Professional Certification


CMET - The National Marine Electronics Association (NMEA) awarded David Sheriff a Certified Marine Electronics Technician rating, certificate serial 1021, on June 27, 2007. This certification is actively maintained by approximately 150 of the top marine electronics technicians in the USA. The certification is awarded upon passing an examination, demonstrating sufficient experience and possessing an FCC GROL license with radar endorsement.  The certificate is maintained by actively pursuing continuing education.  Electric Marine is now rated a CMET Certified Dealer.

 

I hold a General Radiotelephone Operator's License with a Ship Radar Endorsement issued by the Federal Communications Commission issued on April 4, 2002.  The exam for this license establishes the holder's knowledge of the technical and legal knowledge required to make adjustments and repairs of marine radio and radar.

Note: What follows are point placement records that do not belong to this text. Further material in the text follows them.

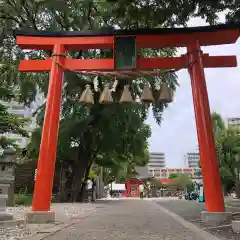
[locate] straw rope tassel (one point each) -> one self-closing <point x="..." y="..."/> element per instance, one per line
<point x="106" y="96"/>
<point x="165" y="93"/>
<point x="147" y="96"/>
<point x="126" y="95"/>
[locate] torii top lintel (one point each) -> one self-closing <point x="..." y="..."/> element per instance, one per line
<point x="145" y="38"/>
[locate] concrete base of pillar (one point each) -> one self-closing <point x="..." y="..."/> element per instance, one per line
<point x="236" y="226"/>
<point x="11" y="223"/>
<point x="216" y="218"/>
<point x="40" y="217"/>
<point x="4" y="216"/>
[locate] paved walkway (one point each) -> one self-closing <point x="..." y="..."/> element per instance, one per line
<point x="126" y="220"/>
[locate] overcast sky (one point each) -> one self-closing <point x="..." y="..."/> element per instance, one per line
<point x="177" y="133"/>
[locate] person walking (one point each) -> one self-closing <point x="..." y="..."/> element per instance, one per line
<point x="89" y="189"/>
<point x="141" y="190"/>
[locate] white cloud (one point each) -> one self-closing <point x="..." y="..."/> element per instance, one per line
<point x="177" y="134"/>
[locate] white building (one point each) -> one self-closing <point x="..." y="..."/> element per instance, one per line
<point x="192" y="159"/>
<point x="156" y="162"/>
<point x="234" y="122"/>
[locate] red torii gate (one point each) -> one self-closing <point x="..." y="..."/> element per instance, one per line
<point x="191" y="38"/>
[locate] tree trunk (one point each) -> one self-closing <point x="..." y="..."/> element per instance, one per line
<point x="79" y="170"/>
<point x="83" y="187"/>
<point x="237" y="188"/>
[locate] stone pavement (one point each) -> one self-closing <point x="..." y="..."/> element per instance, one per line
<point x="127" y="220"/>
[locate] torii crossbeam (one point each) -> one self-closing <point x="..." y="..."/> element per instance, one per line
<point x="195" y="61"/>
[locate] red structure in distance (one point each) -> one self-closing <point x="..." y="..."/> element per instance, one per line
<point x="195" y="61"/>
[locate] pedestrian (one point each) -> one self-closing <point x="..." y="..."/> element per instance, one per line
<point x="94" y="186"/>
<point x="141" y="190"/>
<point x="89" y="186"/>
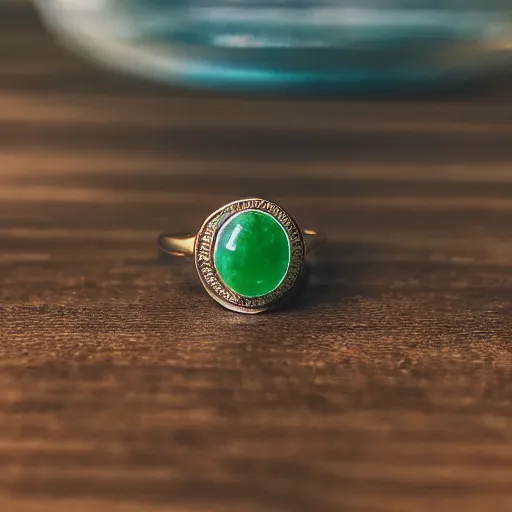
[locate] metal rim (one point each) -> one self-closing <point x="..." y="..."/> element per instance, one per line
<point x="204" y="249"/>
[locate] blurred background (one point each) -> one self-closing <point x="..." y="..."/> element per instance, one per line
<point x="388" y="125"/>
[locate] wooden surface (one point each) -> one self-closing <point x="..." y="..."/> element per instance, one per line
<point x="123" y="387"/>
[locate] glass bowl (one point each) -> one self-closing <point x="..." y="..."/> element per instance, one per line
<point x="345" y="45"/>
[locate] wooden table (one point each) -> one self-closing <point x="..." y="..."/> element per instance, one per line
<point x="123" y="387"/>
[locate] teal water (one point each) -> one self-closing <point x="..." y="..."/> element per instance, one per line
<point x="275" y="45"/>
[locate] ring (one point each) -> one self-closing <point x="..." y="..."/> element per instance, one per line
<point x="249" y="254"/>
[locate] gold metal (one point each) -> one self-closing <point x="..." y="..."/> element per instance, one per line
<point x="201" y="247"/>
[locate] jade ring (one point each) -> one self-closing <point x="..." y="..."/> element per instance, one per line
<point x="249" y="254"/>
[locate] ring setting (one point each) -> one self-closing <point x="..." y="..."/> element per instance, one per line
<point x="249" y="254"/>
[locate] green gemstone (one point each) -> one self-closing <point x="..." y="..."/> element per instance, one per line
<point x="252" y="253"/>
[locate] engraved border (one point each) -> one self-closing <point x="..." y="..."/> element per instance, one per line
<point x="205" y="244"/>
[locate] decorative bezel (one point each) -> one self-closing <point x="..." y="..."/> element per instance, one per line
<point x="204" y="249"/>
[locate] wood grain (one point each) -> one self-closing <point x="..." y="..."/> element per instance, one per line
<point x="386" y="387"/>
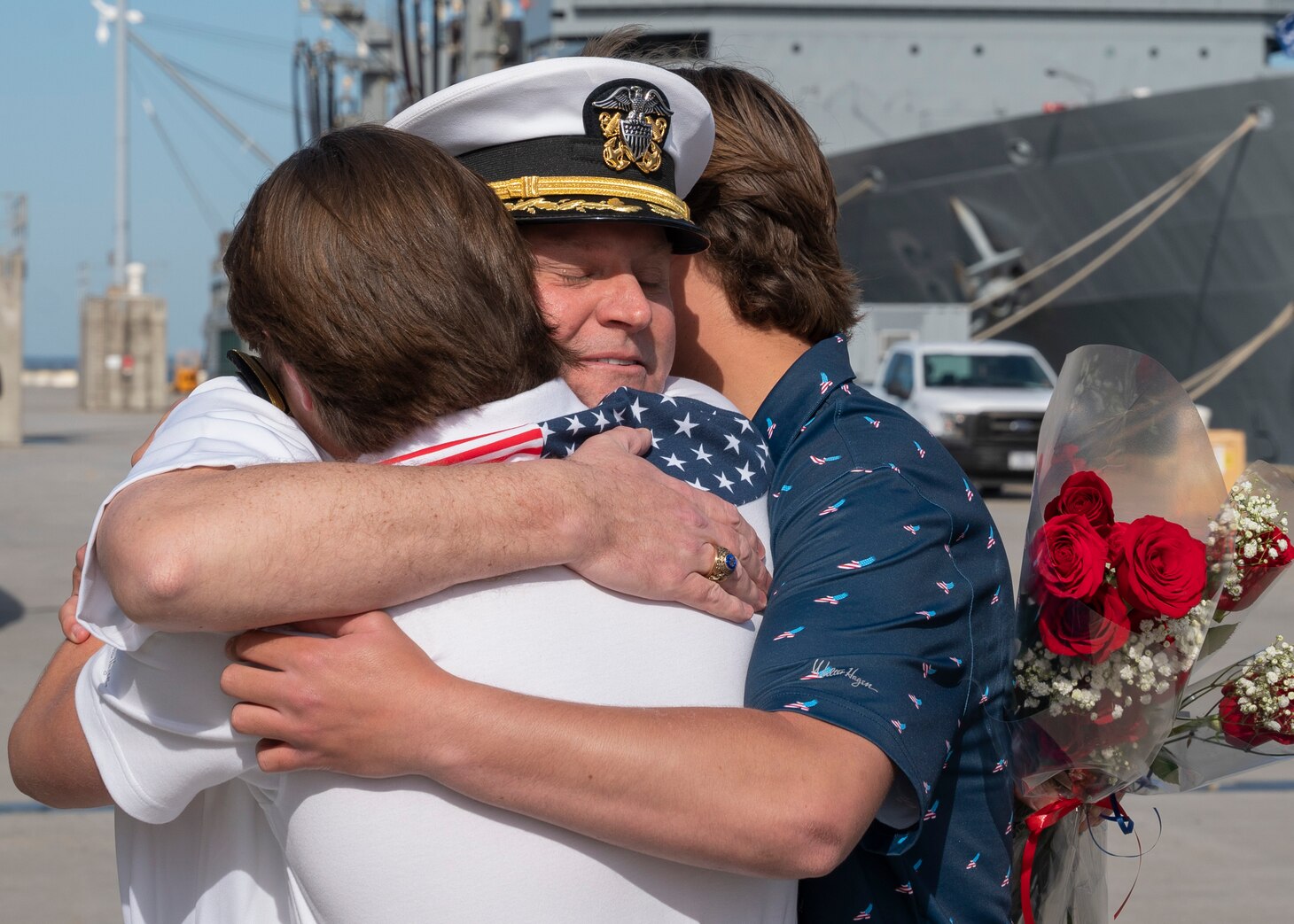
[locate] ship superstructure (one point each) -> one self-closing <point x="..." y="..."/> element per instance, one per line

As a young man, I worked as an engineer in broadcast radio and television and held equivalent FCC licenses.  The Second Class license, issued on September 16, 1968, covered the technical knowledge required to operate and repair broadcast stations.  Back then, virtually everything that had been in service for a while contained vacuum tubes.  

Vacuum tube equipment was not particularly reliable and I maintained and repaired large radio transmitters on both a routine and emergency basis.  Routine maintenance consisted of logging operational parameters to ensure that the station continued to operate within it's licensed conditions.  When some parameter began to drift out of specification, I diagnosed the problem and made the necessary repairs.  I kept a Collins Radio 10 kW AM transmitter and a Collins 15 kW FM transmitter running for several years at WAUK in Waukesha Wisconsin.  The AM transmitter was much less reliable, particularly in it's three-phase mercury-vapor rectified 5000 volt power supply.  It was quite a beast.  I'll try to find a photograph.  The Wikipedia article shows only Collins' amateur radio equipment.

I also worked on several other transmitters on a part-time and vacation-replacement basis.  This included Milwaukee's WQFM just at the point where it was being sold and converted to a rock station.

My FCC First Class license, required to assume technical responsibility for a commercial station, was issued a month after the second class license on October 31, 1968.  The exam was structured in parts.  The technical parts qualified you for the second-class license.  Additional legal material plus the technical stuff qualified for the First Class license.  I has pretty much learned the technical material as I grew up.  I knew how vacuum tube electronics worked.  I got a handbook and studied for a few days and traveled to Chicago to the FCC field office and took the test.  To divide up the study time, I took the second class exam first.  With that license in-hand, I took the First Class exam.  That's why the license dates are only a month apart.  The second class license was cancelled when I got the First.  The license term ran for five years and was renewable.  I held the license for 10 or 15 years.  

 


ERA - I do not ordinarily repair alternators and starter motors, but I know how to go about it.  I attended a weekend workshop in 2006 sponsored by the Electrical Rebuilder's Association.  It's not exactly a professional certification, but they sent all the attendees a training certificate.  I learned a few new tips about these components and how to determine if they are good or bad.  Generally, if I need an alternator or starter rebuilt, I take it to Lewco Electric in Costa Mesa.  They do good work, and if there is ever a problem, they stand behind their work as well.

Following the workshop, I built an alternator test stand, which I keep in my shop.  It has a 5 horsepower 3450 RPM motor to drive the alternator under test.  This usually gets the alternator above 4500 RPM, well into it's operating range.  I can push over 50 amps into a test battery and resistive load. 

The stand is useful in those instances where it is somewhat unclear whether a charging problem is with an alternator or with it's installation.  It's also useful in setting the voltage regulator or for testing voltage regulators under real conditions.

The test stand was also useful to allow me to put different alternators through their paces, which helped solidify my understanding of how they work.

My camera apparently has a pretty fast flash/shutter as the test stand was in operation when the photo was taken and everything looks like it's standing still.  The built-in meters give me a guide to performance, but for accurate measurements I use my usual diagnostic tools, which have a voltage and current accuracy on the order of a few percent.